I stay quiet, not wanting to interrupt. I want whatever she’s willing to share, want to know all her broken pieces.

“The grief essay,” she says, and I can tell she’s choosing her words carefully. “You wrote ‘Some storms pass. Others take up residence in your chest and call it shelter.’ I used to think that meant I was doomed to carry this forever, like a permanent houseguest.”

She pauses, and I wait, rain running down both our faces.

“But I realized,” she continues, “it’s not about storms taking shelter in you.

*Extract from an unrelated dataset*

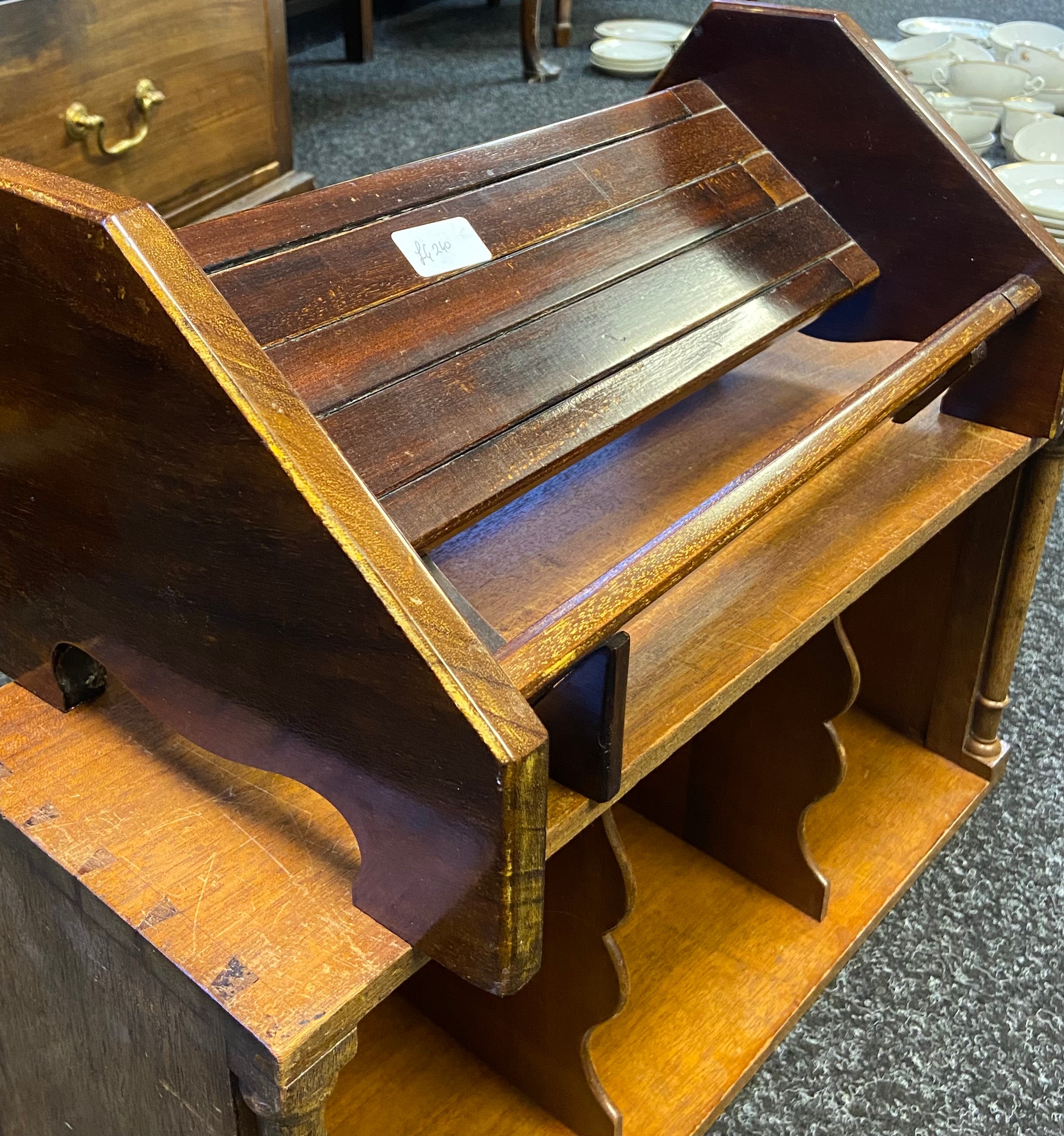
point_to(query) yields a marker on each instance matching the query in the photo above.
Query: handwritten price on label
(443, 247)
(426, 254)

The storm becomes part of your weather system.

This is just the climate you live in now, not something foreign that lives in you.

And some days it rains, some days it doesn’t, but you learn to work with it.

You even find the sun sometimes. You plant things that grow in this weather. ”

She reframes my metaphor into something livable instead of something to endure. I haven’t been able to see it that way, too stuck in my own interpretation, but she cuts through the bullshit I’ve been drowning in.